Testing topic models with external documents

(i.e. comments from later games)

LDA

In [26]:
import pandas as pd
import numpy as np

from pathlib import Path
import json
import pickle
from datetime import datetime
import traceback

import gensim
import nltk

import sys
sys.path.append('../')

In [2]:
%load_ext autoreload

In [12]:
# the text to be evaluated

# game_steamid = 730
# game_name = 'counter-strike_2'

game_steamid = 1091500
game_name = 'cyberpunk2077'

datetime_until = datetime(2024, 1, 1, 0, 0, 0)      # only analyse reviews from this date until now (GMT+8)

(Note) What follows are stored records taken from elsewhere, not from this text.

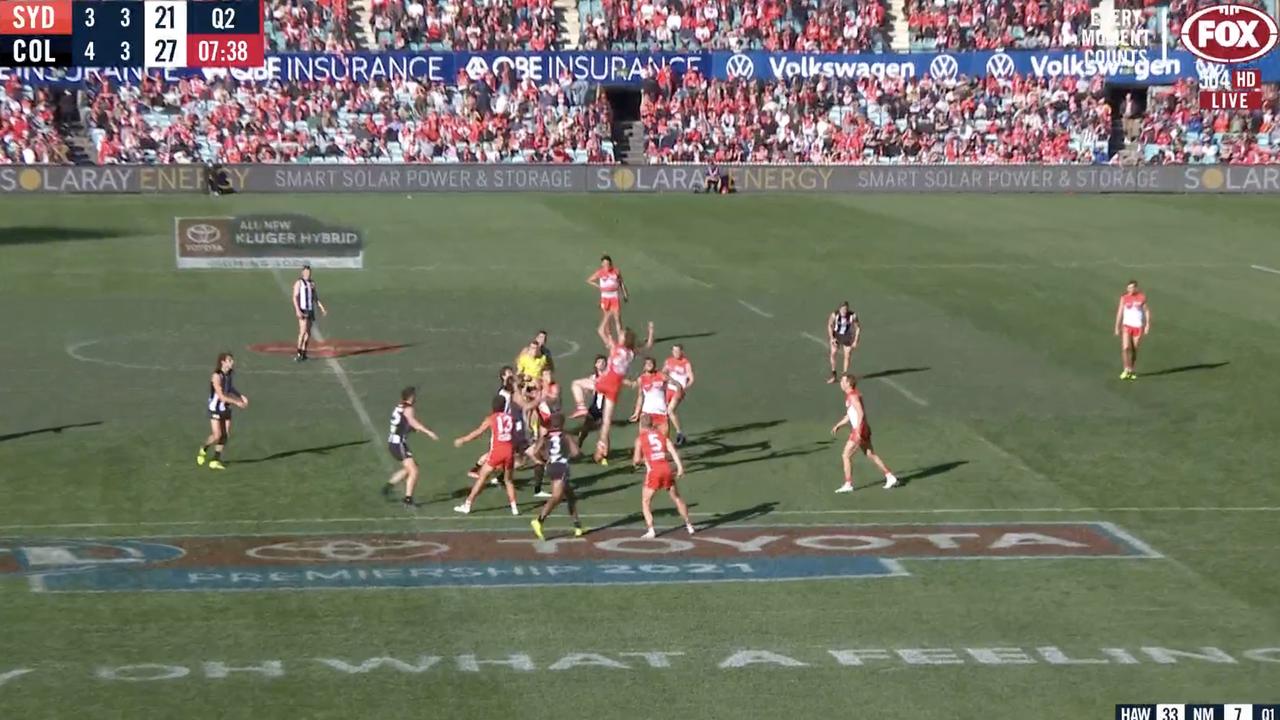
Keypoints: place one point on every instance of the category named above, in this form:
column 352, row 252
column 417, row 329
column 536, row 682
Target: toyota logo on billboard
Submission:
column 740, row 67
column 204, row 233
column 1000, row 65
column 944, row 67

# load the reviews from folder

reviews_reqs = []

# get existing folder and retrieve the cursor object (?)

# load the latest file
game_folder = Path(f'../../dataset/data_scraping/steam_comments_scraping/{game_name}').resolve()
if game_folder.exists():
    try:
        latest_file_path = sorted(game_folder.glob('steam_reviews_*.pkl'))[-1]
        with open(latest_file_path, 'rb') as f:
            reviews_reqs = pickle.load(f)           # retrieve the list of reviews
            print('Loaded:', latest_file_path)
    except IndexError as e:
        print('Error loading the latest file:', e)
        traceback.print_exc()

Loaded: /Users/michaelcheng/Documents/MyDocs/HKU/COMP4801 FYP/FYP/NLP/dev-workspace/dataset/data_scraping/steam_comments_scraping/cyberpunk2077/steam_reviews_1091500_unique.pkl


In [13]:
# create a dataframe like in training/evaluation
reviews_df = pd.DataFrame(reviews_reqs)

reviews_df = reviews_df[['recommendationid', 'review', 'timestamp_created', 'voted_up', 'steam_purchase', 'received_for_free']]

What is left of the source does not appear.